Rails 3.1 implements a new feature of Rails that has been in the works for quite some time: the Asset Pipeline. In Rails 3.1, it is the default configuation, and it caught me by surprise this morning.

While working on the Rails 3.1 version of ChiMailMadmin, I noticed that the web-app-theme assets were not getting served.

Instead of the usual “/stylesheets/” path, the path prefix is now “/assets/”. That was unusual, so I knew something was different.

Rails 3.1 Asset Pipeline Overview

First of all, let me discuss the Asset Pipeline, why it came to be and what it is for. For that, a bit of history.

Javascripts and Stylesheets

Rails in its efforts to stick to convention has for quite some time stuck with “/stylesheets/” and “/javascripts/”. I preferred “/s/js/” and “/s/css/”, but I don’t really care what it is, as long as its consistent.

So what was wrong with those paths? It wasn’t so much the paths as much as the way that numerous assets and dependencies would be added. One result might be for an application to have an inordinate amount of script and link tags in the html header.

So efforts were made to bundle these resources into single files, quite successfully, in fact - projects like Jammit and Sprockets made it happen.

Still, despite the bundles, there were still some issues to deal with. For example, many asset resources do not change very often, like the jQuery library, while others, like application specific javascript and css files, change often, especially in development.

Many developers would append a time stamp as a parameter to prevent caching, like so:


That works, sort of, but it has its own set of complications - for instance, not all proxy caches will take note of the parameter.


I like how Rails develops - fix one problem, and in the process, fix another. By resolving some of the bundling and caching issues, Rails developers must have figured there was no reason to limit the additional features to just javascripts and stylesheets - for instance - how about images? Abstracting them as resources provides more flexibility - for instance, setting up a separate host server for serving them.

But wait! That’s not all! By defining images as assets, they can inherit some of the usual Rails helper niceties - such as path helpers.

Check this out:

image_tag "docunext.png"

Nice, huh? Its extra cool that Rails even integrates these concepts into Sass, so the resulting css can vary depending upon the runtime environment.

Pipeline Advantages

From what I’ve seen so far, I’m really going to like the Asset Pipeline of Rails 3.1. Its going to be more flexible and its going to be faster.

From a development perspective, I expect the asset pipeline to respect file modification times. That means that files that haven’t changed won’t need to be re-bundled, and files that have changed will not be served stale.

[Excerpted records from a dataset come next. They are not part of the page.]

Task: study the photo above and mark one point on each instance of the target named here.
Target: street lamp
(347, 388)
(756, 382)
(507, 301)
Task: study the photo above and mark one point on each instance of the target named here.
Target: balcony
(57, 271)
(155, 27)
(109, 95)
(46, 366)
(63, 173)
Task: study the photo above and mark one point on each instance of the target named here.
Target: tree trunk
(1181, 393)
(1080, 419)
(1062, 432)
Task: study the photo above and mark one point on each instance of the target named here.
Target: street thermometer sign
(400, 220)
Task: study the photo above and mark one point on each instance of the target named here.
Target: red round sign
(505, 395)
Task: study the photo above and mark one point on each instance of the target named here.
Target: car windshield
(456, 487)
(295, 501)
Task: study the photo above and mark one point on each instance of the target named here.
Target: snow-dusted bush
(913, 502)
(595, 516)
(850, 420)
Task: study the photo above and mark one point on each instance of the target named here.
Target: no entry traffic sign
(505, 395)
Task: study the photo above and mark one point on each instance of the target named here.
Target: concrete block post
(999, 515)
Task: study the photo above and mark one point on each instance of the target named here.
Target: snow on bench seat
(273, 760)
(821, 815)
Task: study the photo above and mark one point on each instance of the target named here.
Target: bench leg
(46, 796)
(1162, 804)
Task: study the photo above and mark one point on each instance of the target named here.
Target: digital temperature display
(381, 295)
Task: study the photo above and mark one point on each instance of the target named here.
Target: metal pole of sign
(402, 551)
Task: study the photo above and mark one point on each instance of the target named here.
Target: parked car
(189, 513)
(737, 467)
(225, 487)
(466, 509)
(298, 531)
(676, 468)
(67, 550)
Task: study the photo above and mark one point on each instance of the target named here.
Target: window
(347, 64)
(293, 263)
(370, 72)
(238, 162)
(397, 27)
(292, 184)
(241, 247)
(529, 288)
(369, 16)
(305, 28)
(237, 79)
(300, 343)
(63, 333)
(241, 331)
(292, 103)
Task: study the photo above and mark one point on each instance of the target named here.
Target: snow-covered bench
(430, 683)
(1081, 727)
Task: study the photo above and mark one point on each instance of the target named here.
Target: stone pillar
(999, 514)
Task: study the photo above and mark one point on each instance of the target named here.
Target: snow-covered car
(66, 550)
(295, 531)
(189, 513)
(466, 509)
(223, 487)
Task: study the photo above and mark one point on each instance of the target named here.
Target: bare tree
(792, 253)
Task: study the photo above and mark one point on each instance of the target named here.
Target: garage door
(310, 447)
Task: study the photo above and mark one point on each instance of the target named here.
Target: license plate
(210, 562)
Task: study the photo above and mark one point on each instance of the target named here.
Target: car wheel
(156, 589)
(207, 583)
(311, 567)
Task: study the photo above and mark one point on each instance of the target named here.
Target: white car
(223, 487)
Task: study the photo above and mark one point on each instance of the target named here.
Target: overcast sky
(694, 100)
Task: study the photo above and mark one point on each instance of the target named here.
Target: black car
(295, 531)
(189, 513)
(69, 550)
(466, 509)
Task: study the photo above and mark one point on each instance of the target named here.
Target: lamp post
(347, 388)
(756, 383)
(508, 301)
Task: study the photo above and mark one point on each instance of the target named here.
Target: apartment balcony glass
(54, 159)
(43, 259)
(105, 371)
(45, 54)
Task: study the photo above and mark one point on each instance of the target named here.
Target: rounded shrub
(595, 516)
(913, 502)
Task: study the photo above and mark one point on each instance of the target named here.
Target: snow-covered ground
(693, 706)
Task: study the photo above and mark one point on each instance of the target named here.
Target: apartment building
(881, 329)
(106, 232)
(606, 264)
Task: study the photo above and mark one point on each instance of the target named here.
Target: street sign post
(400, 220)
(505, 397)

On the production side, there is a rake task that can render assets to static files, making them servable about as fast as possible. Here’s one way to precompile assets:

bundle exec rake assets:precompile

And since all this is done through a single pipeline, it is possible to simply rename the resource when the content changes - because as long as all references to it use the Rails helpers, they will update as well.

Another behind the scenes benefit to the pipeline is tighter integration with formatting syntaxes like Sass and Coffeescript.

There are probably going to be some hurdles, though. For example, I just ran into an issue with web-app-theme because it had placed generated resources into the public/stylesheets folder, and Rails couldn’t find them. I had to symlink that folder to the assets directory. After, that it worked fine.

Getting Started with the Rals 3.1 Asset Pipeline

If you create a new app with Rails 3.1, the pipeline is already set up. All done! Yay!

However, if you are upgrading from 3.0 or before, check at least the following items:

  • Assets now go in app/assets/ or vendor/assets (supposedly lib/assets is OK, too, but I couldn’t get it to work).
  • Ensure that config/application.rb has config.assets.enabled = true.
  • Understand the syntax of manifest files.

What is a manifest?

Rails will bundle asset files defined in a manifest file. Here’s the default application.css that appears in a fresh app/assets/stylesheets/ folder;

1 /*
2  * This is a manifest file that'll automatically include all the stylesheets available in this directory
3  * and any sub-directories. You're free to add application-wide styles to this file and they'll appear at
4  * the top of the compiled file, but it's generally better to create a new file per style scope.
5  *= require_self
6  *= require_tree .
7 */

I’m not sure how I feel about manifest file formats, but its of little controversy for me. The bottom line is that its getting worked on, and that is what is important to me.

Side note: Interestingly enough, I find Rails asset manifest files subtly similar to Puppet manifest files.

Additional Thoughts

  • I’d really like to have the ability to serve static content files as assets, including content using Markdown syntax (and might as well support Textile and the rest, too).
  • Inasmuch, it would be great to be able to link to them in the way that images can now be linked to.
  • It would be really sweet if static content files could access some really basic helpers, too. For example, paths to other static content. The main advantage would be the ability to abstract out the mount point.